Sore harinya, masyarakat akan beramai-ramai mengadakan Misa Arwah yang menggabungkan tradisi Katolik dengan kepercayaan lokal.
Mereka akan berdoa bagi arwah leluhur dan anggota keluarga yang telah meninggal. Misa diakhiri dengan pelepasan lilin secara bersama ke laut sebagai simbol doa dan penghormatan.
Musim Leva Nuang baru dimulai secara resmi pada 1 Mei yang ditandai dengan Misa Leva.
Seorang Pastor sebagai Pimpinan Umat Katolik setempat memberkati seluruh masyarakat serta peralatan yang akan digunakan untuk melaut, antara lain perahu penangkap paus (peledang) dan tombak (tempuling).
Di akhir acara, mereka akan melakukan pelepasan simbolik Peledang Prassosapang ke laut yang menandai dimulainya musim perburuan.
Selain melewati sejumlah ritual tersebut, masyarakat juga memperbaiki peralatan untuk melaut, seperti mengasah tempuling dan memastikan bahwa pledang dalam kondisi baik.
Bagi Seli, perburuan ikan paus di Lamalera bukan hanya kegiatan yang bersifat ekonomis, tetapi juga spiritual.

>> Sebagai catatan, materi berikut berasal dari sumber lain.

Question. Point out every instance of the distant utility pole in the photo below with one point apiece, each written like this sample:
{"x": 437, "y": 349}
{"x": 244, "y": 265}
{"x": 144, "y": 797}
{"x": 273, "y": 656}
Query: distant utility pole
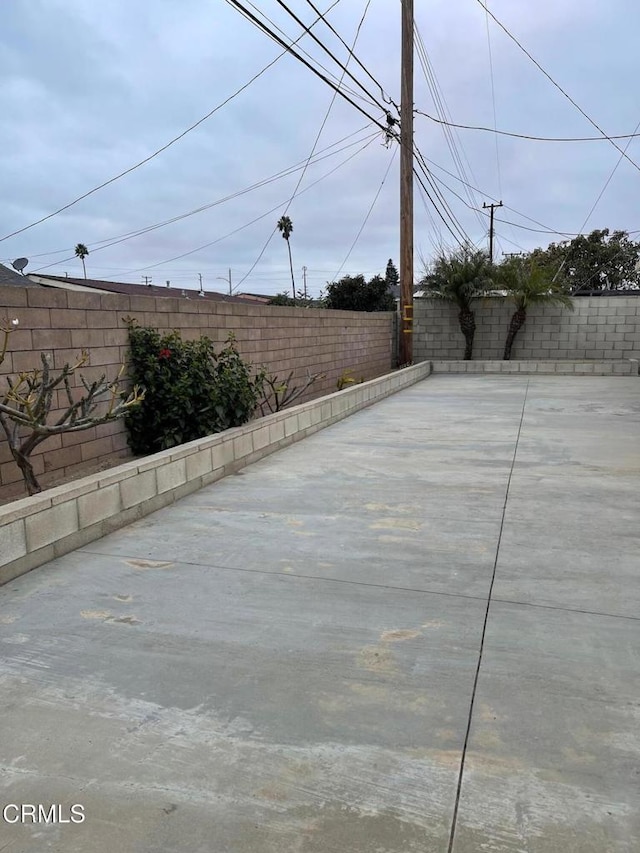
{"x": 492, "y": 207}
{"x": 228, "y": 280}
{"x": 406, "y": 187}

“Leva Nuang tidak hanya bertujuan untuk meningkatkan kesejahteraan, tetapi menjadi ekspresi dari hubungan kami dengan leluhur dan alam Lamalera,” ungkapnya.
Rangkaian ritual yang bersifat inkulturatif telah menunjukkan kuatnya iman masyarakat. Di satu pihak, mereka memiliki kepercayaan kepada leluhur, tetapi di pihak lain mereka tetap berpegang teguh pada keyakinan sebagai orang Katolik.
Tokoh utama yang berperan sebagai juru tikam disebut 'lamafa'. Biasanya, setiap suku di Lamalera memiliki seorang ‘lamafa’ yang bertugas menghadapi ikan paus secara langsung dalam pertarungan yang menegangkan dan berbahaya.
Perburuan dilakukan dengan penuh rasa hormat terhadap alam dan leluhur. Lamafa hanya akan memburu ikan paus jenis tertentu. Hal ini dimaksudkan untuk menjaga keberlanjutan populasi paus di waktu-waktu mendatang.
“Kita tidak bisa sembarang bunuh paus. Kalau ada paus yang sedang hamil tidak boleh bunuh. Juga jenis paus biru. Itu dilarang,” ungkap Seli.
Meskipun tradisi ini sangat dihormati, Seli menyebut ada banyak tantangan yang dihadapi oleh masyarakat Lamalera.
Tantangan itu antara lain soal perubahan iklim yang mempengaruhi migrasi ikan paus dan tekanan dari komunitas internasional terhadap praktik perburuan tersebut.
“Apapun tantangannya, kami akan terus berusaha menyeimbangkan antara pelestarian tradisi dan tanggung jawab terhadap lingkungan,” tutup Seli.